Scientists have created a new material which lights up if there are molecules from explosives in the vicinity.
The new material consists of TTF-C(4)P and TNDCF set of molecules. TNDCF has the special talent that it becomes fluorescent when an explosives molecule is introduced to the set of molecules, the researchers said.
“This new knowledge could lead to creating a small device based on this set of molecules. With such a device, security staff in airports could, for example, test if there are explosives molecules on or near a bag,” said study first author Steffen Bahring from University of Southern Denmark.
The findings were published in the journal Chemistry – A European Journal.

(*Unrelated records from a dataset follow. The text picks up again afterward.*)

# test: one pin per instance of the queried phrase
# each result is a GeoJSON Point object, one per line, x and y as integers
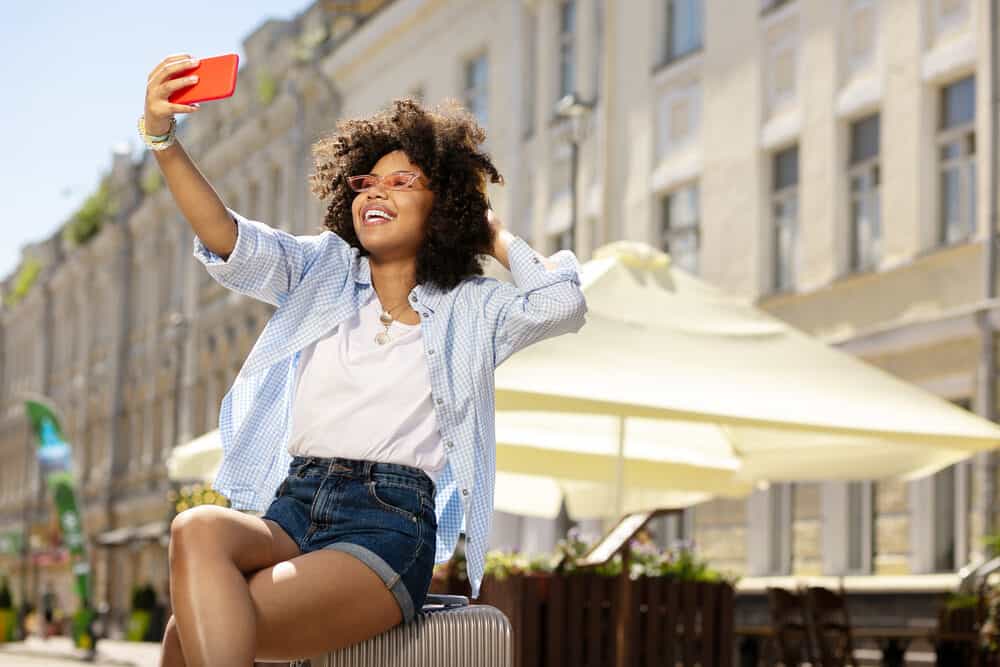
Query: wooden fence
{"type": "Point", "coordinates": [572, 620]}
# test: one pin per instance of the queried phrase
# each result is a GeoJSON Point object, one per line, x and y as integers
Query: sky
{"type": "Point", "coordinates": [74, 78]}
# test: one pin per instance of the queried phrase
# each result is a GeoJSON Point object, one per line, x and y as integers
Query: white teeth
{"type": "Point", "coordinates": [376, 214]}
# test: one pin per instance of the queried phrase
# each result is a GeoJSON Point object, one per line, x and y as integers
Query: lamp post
{"type": "Point", "coordinates": [576, 111]}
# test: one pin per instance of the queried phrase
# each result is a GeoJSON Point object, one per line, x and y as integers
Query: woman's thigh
{"type": "Point", "coordinates": [318, 602]}
{"type": "Point", "coordinates": [250, 542]}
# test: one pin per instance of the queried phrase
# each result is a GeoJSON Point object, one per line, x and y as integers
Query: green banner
{"type": "Point", "coordinates": [55, 457]}
{"type": "Point", "coordinates": [11, 542]}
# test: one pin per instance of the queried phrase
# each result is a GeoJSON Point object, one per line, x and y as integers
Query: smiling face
{"type": "Point", "coordinates": [398, 230]}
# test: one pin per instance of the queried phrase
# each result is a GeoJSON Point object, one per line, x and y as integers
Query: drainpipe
{"type": "Point", "coordinates": [986, 461]}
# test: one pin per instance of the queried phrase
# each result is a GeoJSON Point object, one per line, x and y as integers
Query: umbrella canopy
{"type": "Point", "coordinates": [197, 460]}
{"type": "Point", "coordinates": [682, 368]}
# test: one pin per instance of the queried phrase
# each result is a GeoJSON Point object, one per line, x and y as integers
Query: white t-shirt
{"type": "Point", "coordinates": [357, 399]}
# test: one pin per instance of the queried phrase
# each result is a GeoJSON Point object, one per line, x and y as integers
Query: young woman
{"type": "Point", "coordinates": [362, 421]}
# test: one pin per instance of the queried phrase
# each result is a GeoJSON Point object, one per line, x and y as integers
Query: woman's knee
{"type": "Point", "coordinates": [196, 528]}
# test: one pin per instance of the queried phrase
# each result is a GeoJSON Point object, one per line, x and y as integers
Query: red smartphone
{"type": "Point", "coordinates": [216, 79]}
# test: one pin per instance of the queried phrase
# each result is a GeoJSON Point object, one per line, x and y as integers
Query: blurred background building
{"type": "Point", "coordinates": [828, 159]}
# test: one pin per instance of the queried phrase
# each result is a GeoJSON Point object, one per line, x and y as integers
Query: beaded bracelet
{"type": "Point", "coordinates": [158, 142]}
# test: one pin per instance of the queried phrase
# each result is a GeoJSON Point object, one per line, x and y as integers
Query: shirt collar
{"type": "Point", "coordinates": [427, 294]}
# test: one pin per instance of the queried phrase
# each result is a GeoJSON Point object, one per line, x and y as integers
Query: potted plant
{"type": "Point", "coordinates": [143, 602]}
{"type": "Point", "coordinates": [8, 617]}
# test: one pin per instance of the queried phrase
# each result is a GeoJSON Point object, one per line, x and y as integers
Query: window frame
{"type": "Point", "coordinates": [964, 135]}
{"type": "Point", "coordinates": [566, 45]}
{"type": "Point", "coordinates": [784, 196]}
{"type": "Point", "coordinates": [668, 54]}
{"type": "Point", "coordinates": [472, 90]}
{"type": "Point", "coordinates": [869, 169]}
{"type": "Point", "coordinates": [666, 234]}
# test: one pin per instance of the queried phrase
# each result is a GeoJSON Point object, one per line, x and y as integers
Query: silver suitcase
{"type": "Point", "coordinates": [448, 632]}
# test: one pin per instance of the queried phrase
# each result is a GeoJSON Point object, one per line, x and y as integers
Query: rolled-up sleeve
{"type": "Point", "coordinates": [265, 264]}
{"type": "Point", "coordinates": [541, 303]}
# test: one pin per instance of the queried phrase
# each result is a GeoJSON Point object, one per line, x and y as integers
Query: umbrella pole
{"type": "Point", "coordinates": [620, 472]}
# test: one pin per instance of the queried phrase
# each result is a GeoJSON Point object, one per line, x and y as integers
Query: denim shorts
{"type": "Point", "coordinates": [380, 513]}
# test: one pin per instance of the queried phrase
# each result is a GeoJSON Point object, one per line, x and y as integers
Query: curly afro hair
{"type": "Point", "coordinates": [445, 144]}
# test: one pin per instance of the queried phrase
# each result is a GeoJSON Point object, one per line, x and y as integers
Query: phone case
{"type": "Point", "coordinates": [216, 80]}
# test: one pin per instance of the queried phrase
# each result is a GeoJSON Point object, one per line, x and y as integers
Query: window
{"type": "Point", "coordinates": [530, 65]}
{"type": "Point", "coordinates": [769, 514]}
{"type": "Point", "coordinates": [863, 176]}
{"type": "Point", "coordinates": [956, 144]}
{"type": "Point", "coordinates": [770, 5]}
{"type": "Point", "coordinates": [678, 116]}
{"type": "Point", "coordinates": [679, 235]}
{"type": "Point", "coordinates": [785, 210]}
{"type": "Point", "coordinates": [253, 203]}
{"type": "Point", "coordinates": [476, 94]}
{"type": "Point", "coordinates": [860, 35]}
{"type": "Point", "coordinates": [782, 81]}
{"type": "Point", "coordinates": [683, 28]}
{"type": "Point", "coordinates": [949, 15]}
{"type": "Point", "coordinates": [567, 238]}
{"type": "Point", "coordinates": [567, 47]}
{"type": "Point", "coordinates": [277, 193]}
{"type": "Point", "coordinates": [860, 527]}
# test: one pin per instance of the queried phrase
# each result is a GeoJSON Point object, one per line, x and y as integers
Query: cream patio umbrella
{"type": "Point", "coordinates": [196, 460]}
{"type": "Point", "coordinates": [674, 386]}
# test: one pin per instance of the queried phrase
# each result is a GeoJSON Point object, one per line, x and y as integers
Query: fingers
{"type": "Point", "coordinates": [170, 66]}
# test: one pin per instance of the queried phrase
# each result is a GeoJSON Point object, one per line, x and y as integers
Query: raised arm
{"type": "Point", "coordinates": [198, 202]}
{"type": "Point", "coordinates": [544, 301]}
{"type": "Point", "coordinates": [245, 256]}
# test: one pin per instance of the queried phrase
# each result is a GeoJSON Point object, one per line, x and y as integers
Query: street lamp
{"type": "Point", "coordinates": [576, 111]}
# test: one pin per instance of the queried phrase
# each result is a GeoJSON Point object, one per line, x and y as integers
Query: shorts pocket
{"type": "Point", "coordinates": [403, 500]}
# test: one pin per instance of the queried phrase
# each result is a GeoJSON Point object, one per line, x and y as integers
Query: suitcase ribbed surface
{"type": "Point", "coordinates": [474, 636]}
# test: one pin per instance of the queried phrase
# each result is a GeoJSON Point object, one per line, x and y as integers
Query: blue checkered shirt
{"type": "Point", "coordinates": [316, 282]}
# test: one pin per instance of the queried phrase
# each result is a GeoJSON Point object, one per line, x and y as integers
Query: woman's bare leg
{"type": "Point", "coordinates": [212, 551]}
{"type": "Point", "coordinates": [171, 654]}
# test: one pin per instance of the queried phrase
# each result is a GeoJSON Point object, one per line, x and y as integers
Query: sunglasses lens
{"type": "Point", "coordinates": [359, 183]}
{"type": "Point", "coordinates": [396, 181]}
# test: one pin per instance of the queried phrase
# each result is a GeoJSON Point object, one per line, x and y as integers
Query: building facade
{"type": "Point", "coordinates": [829, 160]}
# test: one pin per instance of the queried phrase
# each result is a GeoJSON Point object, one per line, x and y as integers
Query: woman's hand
{"type": "Point", "coordinates": [496, 227]}
{"type": "Point", "coordinates": [160, 85]}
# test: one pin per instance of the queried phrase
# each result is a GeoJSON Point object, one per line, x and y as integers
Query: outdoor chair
{"type": "Point", "coordinates": [831, 627]}
{"type": "Point", "coordinates": [788, 621]}
{"type": "Point", "coordinates": [447, 632]}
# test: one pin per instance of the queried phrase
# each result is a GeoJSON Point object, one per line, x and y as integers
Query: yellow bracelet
{"type": "Point", "coordinates": [158, 142]}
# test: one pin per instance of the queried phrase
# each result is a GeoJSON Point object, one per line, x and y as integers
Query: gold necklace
{"type": "Point", "coordinates": [382, 337]}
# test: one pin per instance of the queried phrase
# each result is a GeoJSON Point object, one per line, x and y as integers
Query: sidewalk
{"type": "Point", "coordinates": [109, 651]}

This is not the first time that scientists reported the development of chemical substances capable of detecting explosives. But previously many uncertainties have been involved, and therefore the methods have not been entirely reliable.

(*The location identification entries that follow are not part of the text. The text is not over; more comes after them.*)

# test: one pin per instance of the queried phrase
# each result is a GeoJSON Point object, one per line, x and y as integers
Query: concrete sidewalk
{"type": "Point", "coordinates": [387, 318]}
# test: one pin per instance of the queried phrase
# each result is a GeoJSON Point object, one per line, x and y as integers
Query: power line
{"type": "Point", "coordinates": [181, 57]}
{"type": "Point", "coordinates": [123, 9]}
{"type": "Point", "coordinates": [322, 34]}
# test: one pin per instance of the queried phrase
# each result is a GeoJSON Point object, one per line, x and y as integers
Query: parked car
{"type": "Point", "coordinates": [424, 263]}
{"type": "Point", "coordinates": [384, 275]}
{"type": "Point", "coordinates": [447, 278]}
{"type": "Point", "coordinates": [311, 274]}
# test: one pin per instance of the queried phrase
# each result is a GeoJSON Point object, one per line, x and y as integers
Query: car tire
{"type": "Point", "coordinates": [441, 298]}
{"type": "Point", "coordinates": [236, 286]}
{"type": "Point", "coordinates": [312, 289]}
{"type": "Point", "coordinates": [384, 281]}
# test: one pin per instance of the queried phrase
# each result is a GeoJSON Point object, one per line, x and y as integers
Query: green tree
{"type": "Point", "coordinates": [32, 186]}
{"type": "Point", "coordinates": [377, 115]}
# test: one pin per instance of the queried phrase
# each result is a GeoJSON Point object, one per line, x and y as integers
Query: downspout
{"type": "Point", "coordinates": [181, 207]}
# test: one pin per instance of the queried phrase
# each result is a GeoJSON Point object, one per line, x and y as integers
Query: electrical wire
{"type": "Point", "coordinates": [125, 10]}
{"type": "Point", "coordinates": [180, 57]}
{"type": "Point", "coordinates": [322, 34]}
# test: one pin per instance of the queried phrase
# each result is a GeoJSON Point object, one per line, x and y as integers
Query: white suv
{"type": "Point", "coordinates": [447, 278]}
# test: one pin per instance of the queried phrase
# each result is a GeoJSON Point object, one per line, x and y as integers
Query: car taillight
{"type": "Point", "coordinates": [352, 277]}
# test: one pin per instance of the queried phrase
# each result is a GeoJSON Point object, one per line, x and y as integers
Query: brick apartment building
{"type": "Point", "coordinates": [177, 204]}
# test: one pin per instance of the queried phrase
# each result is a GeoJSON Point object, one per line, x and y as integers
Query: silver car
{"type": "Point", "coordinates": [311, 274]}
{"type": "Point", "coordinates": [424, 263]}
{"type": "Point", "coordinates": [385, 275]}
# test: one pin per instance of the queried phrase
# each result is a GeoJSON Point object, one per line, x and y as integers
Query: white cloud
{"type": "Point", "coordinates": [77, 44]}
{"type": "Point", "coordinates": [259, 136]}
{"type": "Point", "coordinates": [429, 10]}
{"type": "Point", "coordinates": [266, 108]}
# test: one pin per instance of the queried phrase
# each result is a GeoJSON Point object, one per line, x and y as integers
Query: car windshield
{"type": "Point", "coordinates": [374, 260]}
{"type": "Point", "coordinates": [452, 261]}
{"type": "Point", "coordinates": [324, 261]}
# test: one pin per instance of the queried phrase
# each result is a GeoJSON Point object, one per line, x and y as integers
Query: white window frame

One problem is that previous techniques have been based on a substance that became fluorescent when there were no explosives molecules in the vicinity and that the fluorescence disappeared if the substance came into contact with explosive molecules, the researchers said.
“The problem was that several factors could make the fluorescence disappear; a number of salts for example had this effect. Thus these substances could give off a false alarm,” Bahring explained.
The new material only turns fluorescent when exposed to molecules from explosive and some specific salts, such as those based on chlorine or fluorine.
“There can only be two reasons why it turns fluorescent, one of them being the presence of explosives. Thus this material is a highly reliable tool for detecting explosives,” Bahring noted.